How can I sort list by second element without using lambda?

Question

def rearrangelist(list):
    lst = input["list"]
    lst = ['list'[0]:1,'list'[1]:0,'list'[2]:3];
    print (sorted(list))

How can I make this work without using lambda, once I basically want the list elements to be rearrange according to the number that each list element gets defined, per example:

list = [john, peter, olive]
john[2], peter [1] and olive[0]

And I want this to be sorted according to the number printing this:

olive, peter, john

Can´t use "Zip()" function

Answer 1

The easiest solution is to use the operator.itemgetter function

from operator import itemgetter

print(sorted(list, key=itemgetter(1)))

By the way, list is a terrible name for a variable, as it will shadow the list type.

Answer 2

sorted(iterable[, cmp[, key[, reverse]]]) Return a new sorted list from the items in iterable.

The optional arguments cmp, key, and reverse have the same meaning as those for the list.sort() method.

key specifies a function of one argument that is used to extract a comparison key from each list element: key=str.lower. The default value is None (compare the elements directly).
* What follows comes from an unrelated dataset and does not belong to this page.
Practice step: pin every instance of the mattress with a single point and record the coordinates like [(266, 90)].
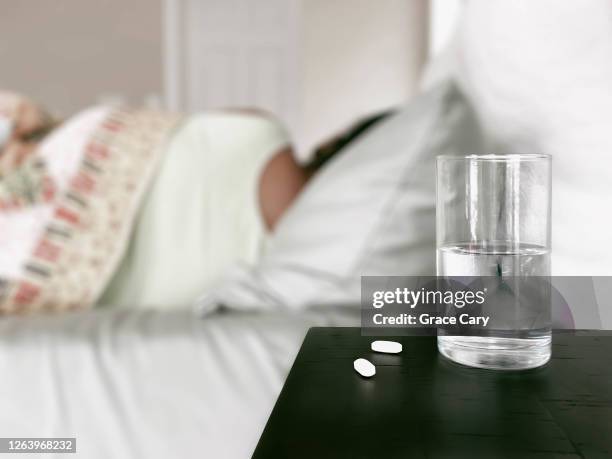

key is what you need. Supply it a function that will return a comparison key

def SortBySecondElement(Element):
    return Element[1]

Call sorted method this way

sorted(list, key=SortBySecondElement)

I hope that is what you want.

Answer 3

You can use the decorate-sort-undecorate idiom :

>>> names = ['john', 'peter', 'olive']
>>> order = [2, 1, 0]

>>> decorated = zip(order, names)
>>> decorated
[(2, 'john'), (1, 'peter'), (0, 'olive')]

>>> sorted_decorated = sorted(decorated)
>>> sorted_decorated
[(0, 'olive'), (1, 'peter'), (2, 'john')]

>>> undecorated = zip(*sorted_decorated)[1]
>>> undecorated
('olive', 'peter', 'john')

If you can't use zip:

>>> decorated = [(order[index], names[index]) for index in range(len(order))]

And:

>>> undecorated = [value[1] for value in decorated_sorted]